Miller’s pointed self-criticism “gives the book its distinctive oomph,” In his 20s and 30s, after all, he was a Republican hit man—an expert in opposition research—who for years gladly backed anti-gay pols despite being gay himself. Confessing his own hypocrisy affords him license to construct a useful taxonomy of GOP rascality. His proximity to the party’s power center, meanwhile, allows him to sit down with operatives who went much further into Trump fealty, including former White House insider Alyssa Farah Griffin and Jan. 6 rally organizer Caroline Wren. With those interviewees, he plays “both confessor and priest, albeit one with an open bar tab.”

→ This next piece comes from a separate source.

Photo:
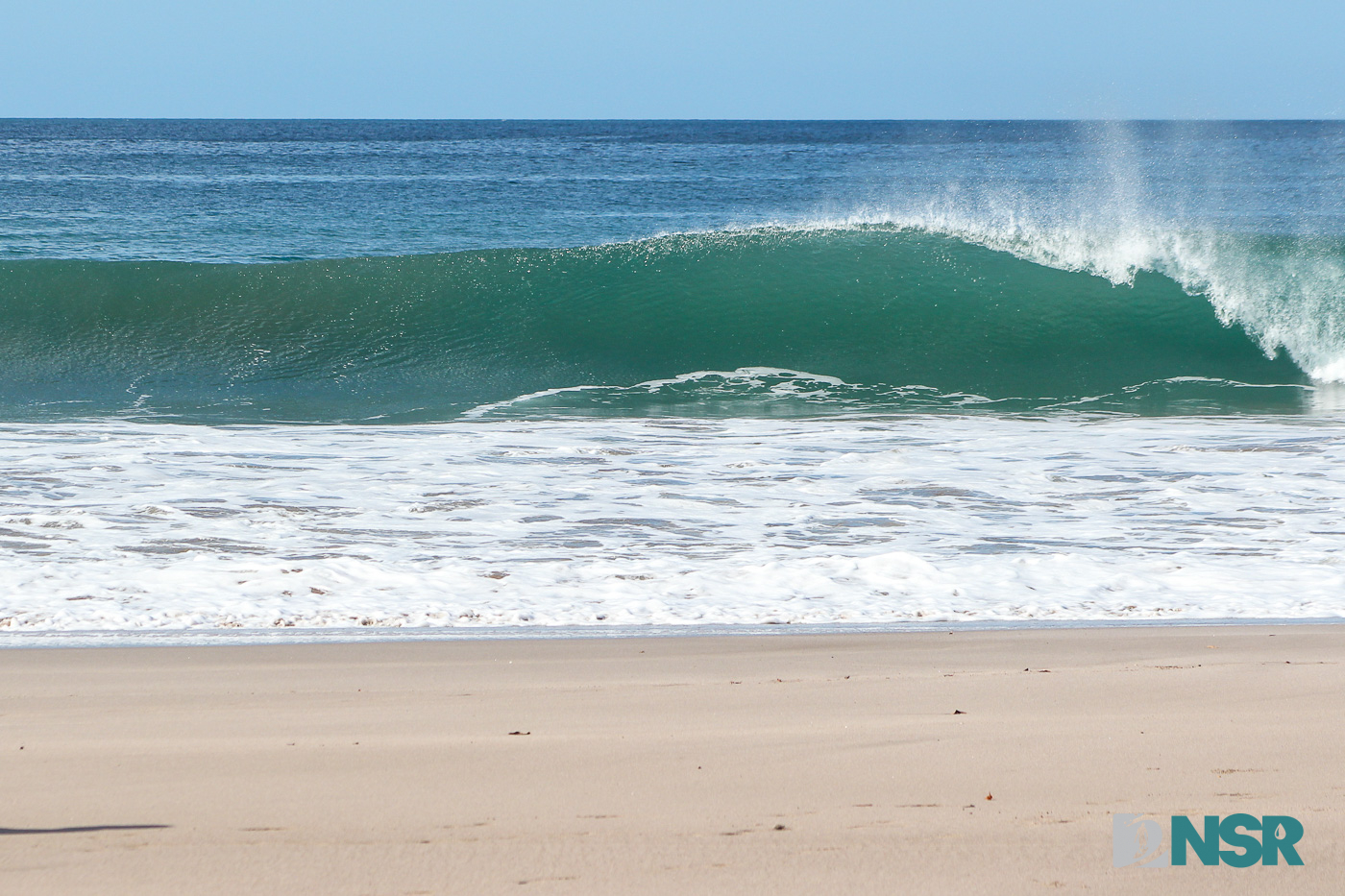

Understanding these insiders does matter, When democracies fail, the collapse often occurs because the political elites surrounding an aspiring authoritarian bow rather than object. Miller explains why so many of his peers folded: Everyone near the top has so much of their social and professional identity tied to party affiliation that it’s difficult for them to even imagining breaking away. Still, “perhaps the most surprising factor Miller identifies in his subjects is their profound cynicism. Nearly to a person, they thought of politics as a game, and considered the absence of ethics a mark of sophistication.” That cynicism, he suggests, is rooted in the vast divide between the value and cultural issues that the party’s base voters care about and the GOP’s real core agenda: reducing taxes and regulations for businesses and the wealthy. Miller doesn’t portray the cynics who capitulated to Trump as monsters: “It is their humanness that renders them so terrifyingly weak and vulnerable in the face of evil.”